La promesa de todo esto era que jamás en su vida Alistair tendría que mencionar lo que había hecho. Fuera del palacio, la gente del reino no tenía ni la más mínima idea del porqué de la guerra. Pasaron semanas, meses y años creyendo que la culpa la tenía Absalón, que aquel reino era la mayor amenaza de todas, que aquellos eran sus peores enemigos. Que hasta los aldeanos de allí eran parte de una conspiración por tomar las tierras de Clanacia, encabezada por sus "codiciosas" majestades.

Qué tristeza daba recordar, tanto para Alistair como para los demás sirvientes y habitantes del palacio, saber que la culpa la tenía una única persona.

El hechicero trataba de eliminar ese recuerdo de su memoria sin necesidad de utilizar su magia para hacerlo, pero se le era algo irrealizable. Al leer el hechizo en la anteúltima página del libro no pudo evitar recordar la ingenuidad de la gente al creer una cosa totalmente absurda.

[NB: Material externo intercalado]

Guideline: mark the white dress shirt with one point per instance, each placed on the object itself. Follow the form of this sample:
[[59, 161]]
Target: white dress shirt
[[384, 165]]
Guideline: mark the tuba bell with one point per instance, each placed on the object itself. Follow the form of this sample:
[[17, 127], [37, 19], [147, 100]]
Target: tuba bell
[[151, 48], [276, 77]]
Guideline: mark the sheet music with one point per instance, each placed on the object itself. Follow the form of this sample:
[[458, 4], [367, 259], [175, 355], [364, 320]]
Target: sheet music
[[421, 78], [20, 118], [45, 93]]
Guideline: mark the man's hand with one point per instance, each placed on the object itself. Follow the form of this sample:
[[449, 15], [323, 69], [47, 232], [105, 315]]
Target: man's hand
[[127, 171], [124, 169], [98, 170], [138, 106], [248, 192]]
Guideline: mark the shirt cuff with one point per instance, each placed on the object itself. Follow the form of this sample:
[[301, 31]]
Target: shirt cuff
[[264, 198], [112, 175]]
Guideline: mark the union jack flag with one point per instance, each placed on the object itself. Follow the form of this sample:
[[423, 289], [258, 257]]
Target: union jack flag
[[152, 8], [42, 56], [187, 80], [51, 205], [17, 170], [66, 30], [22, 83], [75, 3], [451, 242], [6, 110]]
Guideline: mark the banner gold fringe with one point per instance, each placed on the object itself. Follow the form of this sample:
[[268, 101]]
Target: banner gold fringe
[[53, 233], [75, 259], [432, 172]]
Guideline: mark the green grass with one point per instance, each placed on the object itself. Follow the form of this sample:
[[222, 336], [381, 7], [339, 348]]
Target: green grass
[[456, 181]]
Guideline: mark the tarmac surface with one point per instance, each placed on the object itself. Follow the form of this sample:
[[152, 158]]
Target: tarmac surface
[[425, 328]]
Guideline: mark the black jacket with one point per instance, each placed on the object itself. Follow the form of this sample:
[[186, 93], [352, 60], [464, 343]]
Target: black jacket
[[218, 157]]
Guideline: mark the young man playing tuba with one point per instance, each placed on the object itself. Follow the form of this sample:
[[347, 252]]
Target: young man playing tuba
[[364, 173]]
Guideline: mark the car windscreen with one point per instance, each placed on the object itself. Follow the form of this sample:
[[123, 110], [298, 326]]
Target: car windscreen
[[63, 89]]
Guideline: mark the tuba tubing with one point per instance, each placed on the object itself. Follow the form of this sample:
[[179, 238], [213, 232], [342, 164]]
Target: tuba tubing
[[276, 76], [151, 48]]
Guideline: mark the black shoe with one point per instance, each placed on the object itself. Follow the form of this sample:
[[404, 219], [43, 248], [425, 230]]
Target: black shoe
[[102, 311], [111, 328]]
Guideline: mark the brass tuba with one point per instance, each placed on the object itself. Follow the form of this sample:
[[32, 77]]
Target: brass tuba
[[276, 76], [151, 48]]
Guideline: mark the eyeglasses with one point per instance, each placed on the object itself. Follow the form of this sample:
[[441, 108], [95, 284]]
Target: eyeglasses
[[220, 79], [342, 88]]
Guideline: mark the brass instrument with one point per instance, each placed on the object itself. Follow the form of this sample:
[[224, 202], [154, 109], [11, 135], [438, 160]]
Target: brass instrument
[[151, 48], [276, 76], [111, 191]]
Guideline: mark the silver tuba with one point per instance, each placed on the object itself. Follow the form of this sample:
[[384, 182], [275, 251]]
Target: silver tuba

Tampoco pudo olvidar otra parte de la promesa: jamás volver a utilizar aquel hechizo, al menos que Calisto o algún otro ente del palacio se lo ordenase. Sin embargo, no podía negarse en esa ocasión. Reconoció perfectamente la sensatez de su princesa cuando se apuntó en la búsqueda de uno de sus mejores amigos y también aceptó que tendría que verse obligado a cumplir su último deseo antes de contraer matrimonio: vivir una aventura.

Con las palabras mágicas escritas sobre la anteúltima página del libro, Alistair cerró los ojos con todas sus fuerzas y alzó las manos para moverlas de manera suave por los aires de su habitación mientras dictaba el conjuro en voz baja, temblando a la vez por lo que estaba a punto de causar.